Werner paddle alternative?

Check out Aquabound. I believe their shafts are not indexed on the Whiskey and Tango models. They are actually lighter than the equivalent Werner models. My wife uses a Whiskey and likes it. I have tried it and it is a nice paddle, but it does not go into the water as smoothly as my Werner Shuna.

On the other hand, we both recently switched to the Werner Ikelos and we both love them.

Thanks. Only problem with Aquabound is they are still relatively “heavy” compared to my 23 oz Cyprus. Nice paddles, though. My first one was an Aqua.

Have you actually weighed your paddles?

My wife’s 2 pc Whiskey is actually several ounces lighter than my 2 pc Werner Shuna. I weighed each of them on my reasonably accurate cooking scale. I have found that my Werner paddles are consistently an ounce or 2 heavier than Werner claims while the Whiskey was actually a touch lighter than claimed.

You confused me with another poster. I suggested Celtic paddles, not Aquaboind.
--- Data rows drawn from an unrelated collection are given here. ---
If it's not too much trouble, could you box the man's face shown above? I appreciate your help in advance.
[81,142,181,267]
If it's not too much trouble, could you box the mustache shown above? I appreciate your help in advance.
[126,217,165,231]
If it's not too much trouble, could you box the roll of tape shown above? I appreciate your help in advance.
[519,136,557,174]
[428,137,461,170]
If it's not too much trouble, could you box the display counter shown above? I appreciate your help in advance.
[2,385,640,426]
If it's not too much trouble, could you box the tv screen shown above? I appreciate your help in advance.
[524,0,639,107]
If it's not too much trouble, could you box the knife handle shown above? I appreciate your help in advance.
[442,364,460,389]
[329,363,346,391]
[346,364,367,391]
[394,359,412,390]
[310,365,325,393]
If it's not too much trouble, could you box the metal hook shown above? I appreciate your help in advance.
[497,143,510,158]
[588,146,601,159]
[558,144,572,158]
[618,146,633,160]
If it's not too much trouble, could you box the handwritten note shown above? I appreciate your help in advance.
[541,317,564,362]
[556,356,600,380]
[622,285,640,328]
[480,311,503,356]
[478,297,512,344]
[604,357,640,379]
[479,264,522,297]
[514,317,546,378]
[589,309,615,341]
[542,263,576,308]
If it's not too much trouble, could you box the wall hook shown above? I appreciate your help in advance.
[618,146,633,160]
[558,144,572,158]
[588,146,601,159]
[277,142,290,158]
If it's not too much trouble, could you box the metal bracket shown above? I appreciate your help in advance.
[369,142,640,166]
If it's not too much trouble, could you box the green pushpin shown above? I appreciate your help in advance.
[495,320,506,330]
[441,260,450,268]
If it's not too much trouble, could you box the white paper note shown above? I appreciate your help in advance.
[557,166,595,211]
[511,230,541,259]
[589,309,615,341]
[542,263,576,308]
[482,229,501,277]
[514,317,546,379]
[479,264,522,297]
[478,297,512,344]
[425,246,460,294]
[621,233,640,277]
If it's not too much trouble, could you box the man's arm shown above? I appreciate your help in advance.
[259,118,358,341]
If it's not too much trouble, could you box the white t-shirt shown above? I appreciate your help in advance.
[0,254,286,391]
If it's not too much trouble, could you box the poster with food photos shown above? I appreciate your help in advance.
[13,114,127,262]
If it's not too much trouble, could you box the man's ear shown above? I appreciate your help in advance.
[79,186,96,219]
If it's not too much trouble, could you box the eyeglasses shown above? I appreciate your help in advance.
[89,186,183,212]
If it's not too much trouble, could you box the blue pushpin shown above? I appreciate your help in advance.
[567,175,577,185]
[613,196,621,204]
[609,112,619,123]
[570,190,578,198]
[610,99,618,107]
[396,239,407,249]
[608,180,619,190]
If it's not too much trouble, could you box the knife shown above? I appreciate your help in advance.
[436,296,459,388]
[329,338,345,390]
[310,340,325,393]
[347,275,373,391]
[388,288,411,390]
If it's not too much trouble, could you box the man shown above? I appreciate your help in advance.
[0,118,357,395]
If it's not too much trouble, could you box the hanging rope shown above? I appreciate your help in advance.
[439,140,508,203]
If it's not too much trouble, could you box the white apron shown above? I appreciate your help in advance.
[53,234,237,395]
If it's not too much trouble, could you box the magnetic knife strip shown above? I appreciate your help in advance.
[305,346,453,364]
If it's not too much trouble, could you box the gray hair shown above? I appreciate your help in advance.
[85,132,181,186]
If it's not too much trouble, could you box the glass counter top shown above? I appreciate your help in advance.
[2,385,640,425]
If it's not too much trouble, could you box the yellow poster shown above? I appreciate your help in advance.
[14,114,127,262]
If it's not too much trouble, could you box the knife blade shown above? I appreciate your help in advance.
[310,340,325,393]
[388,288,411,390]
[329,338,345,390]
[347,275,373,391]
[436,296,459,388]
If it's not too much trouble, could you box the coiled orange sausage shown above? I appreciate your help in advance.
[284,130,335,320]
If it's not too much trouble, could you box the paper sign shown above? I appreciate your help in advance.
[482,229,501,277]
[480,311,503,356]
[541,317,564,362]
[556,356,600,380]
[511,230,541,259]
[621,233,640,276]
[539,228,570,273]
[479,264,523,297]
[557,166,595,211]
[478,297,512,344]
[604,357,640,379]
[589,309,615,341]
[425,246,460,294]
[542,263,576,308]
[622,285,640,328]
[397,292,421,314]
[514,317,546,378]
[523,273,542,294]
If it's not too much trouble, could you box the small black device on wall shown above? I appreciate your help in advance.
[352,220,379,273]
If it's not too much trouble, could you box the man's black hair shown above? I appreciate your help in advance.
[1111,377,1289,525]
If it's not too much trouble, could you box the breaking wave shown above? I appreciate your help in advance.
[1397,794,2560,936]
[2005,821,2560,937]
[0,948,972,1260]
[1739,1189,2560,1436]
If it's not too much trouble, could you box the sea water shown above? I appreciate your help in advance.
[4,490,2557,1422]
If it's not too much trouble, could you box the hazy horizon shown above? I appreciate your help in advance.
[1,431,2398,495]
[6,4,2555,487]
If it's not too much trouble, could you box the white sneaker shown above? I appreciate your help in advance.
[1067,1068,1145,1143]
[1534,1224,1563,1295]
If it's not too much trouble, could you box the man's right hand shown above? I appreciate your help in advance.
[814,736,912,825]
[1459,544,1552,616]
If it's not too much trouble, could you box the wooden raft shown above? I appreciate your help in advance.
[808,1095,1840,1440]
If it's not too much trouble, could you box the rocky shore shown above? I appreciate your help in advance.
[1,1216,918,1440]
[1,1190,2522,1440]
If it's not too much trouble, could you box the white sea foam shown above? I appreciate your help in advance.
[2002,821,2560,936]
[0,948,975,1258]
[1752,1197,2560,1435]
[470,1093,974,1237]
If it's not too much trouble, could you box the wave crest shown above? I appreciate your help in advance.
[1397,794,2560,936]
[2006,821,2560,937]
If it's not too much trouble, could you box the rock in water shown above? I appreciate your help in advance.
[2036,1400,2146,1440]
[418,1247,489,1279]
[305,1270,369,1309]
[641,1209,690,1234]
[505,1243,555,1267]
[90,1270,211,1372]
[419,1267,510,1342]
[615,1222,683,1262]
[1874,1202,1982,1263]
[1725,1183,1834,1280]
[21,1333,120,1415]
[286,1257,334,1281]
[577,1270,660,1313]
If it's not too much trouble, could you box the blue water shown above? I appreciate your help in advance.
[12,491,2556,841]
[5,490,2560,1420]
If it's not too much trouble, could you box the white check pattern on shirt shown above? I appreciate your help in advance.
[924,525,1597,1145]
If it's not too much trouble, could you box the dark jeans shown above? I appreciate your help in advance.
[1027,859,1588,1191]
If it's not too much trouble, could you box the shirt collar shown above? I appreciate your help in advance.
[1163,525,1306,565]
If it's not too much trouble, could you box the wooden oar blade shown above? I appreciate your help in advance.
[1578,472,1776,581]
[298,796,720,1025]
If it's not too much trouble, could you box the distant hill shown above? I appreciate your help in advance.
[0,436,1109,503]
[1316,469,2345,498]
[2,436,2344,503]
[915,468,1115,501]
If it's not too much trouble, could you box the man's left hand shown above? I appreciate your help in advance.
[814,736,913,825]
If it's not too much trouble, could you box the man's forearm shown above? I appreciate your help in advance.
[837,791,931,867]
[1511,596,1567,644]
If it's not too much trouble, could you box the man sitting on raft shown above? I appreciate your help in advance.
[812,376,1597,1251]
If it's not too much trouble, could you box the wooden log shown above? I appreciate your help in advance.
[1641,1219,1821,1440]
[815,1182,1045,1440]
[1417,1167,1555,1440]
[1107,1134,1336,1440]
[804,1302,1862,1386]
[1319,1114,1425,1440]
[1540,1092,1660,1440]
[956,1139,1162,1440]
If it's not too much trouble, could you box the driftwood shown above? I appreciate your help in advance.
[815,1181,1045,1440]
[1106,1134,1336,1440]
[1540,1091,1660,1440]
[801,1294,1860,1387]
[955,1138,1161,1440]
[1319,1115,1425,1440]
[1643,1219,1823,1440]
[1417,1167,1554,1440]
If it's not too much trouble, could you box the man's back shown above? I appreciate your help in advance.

I have a coiple of Aquabound carbon shafts and they are alightly heavy compared to my otger paddles (higher end Werner amd wood and carbon GP’s). Celtics are light but costly.

1 Like

I have no way to weigh them, but the Cyprus feels really light.

My favorite paddles are Eddyline Windswifts

The Cyprus is very light. The only other superlight paddles I have used are my Gara wing paddle and an Onno paddle that I sold years ago.

Onno was helpful and easy to talk with, and the paddle well made, but somewhere in the intervening years since then he took payments and literally failed to deliver the product. So don’t buy from him unless it is C.O.D.

Yeah, I looked around a bit, and there really aren’t many better paddles out there. I used to have an Ikelos, but the blade size might’ve been a bit too much. Although, I do prefer a slower cadence. I guess the squashed shaft on the Werners isn’t a big deal.

I have been looking into Greenland paddles just for a change, but not sure if that would be a good choice for me since I don’t use a spray skirt. It seems like I’d be getting a lot of water on my lap.

I wouldn’t say that a Greenland paddle will give you “a lot of water” on your lap, but it will get you a little wetter than a paddle with drip rings.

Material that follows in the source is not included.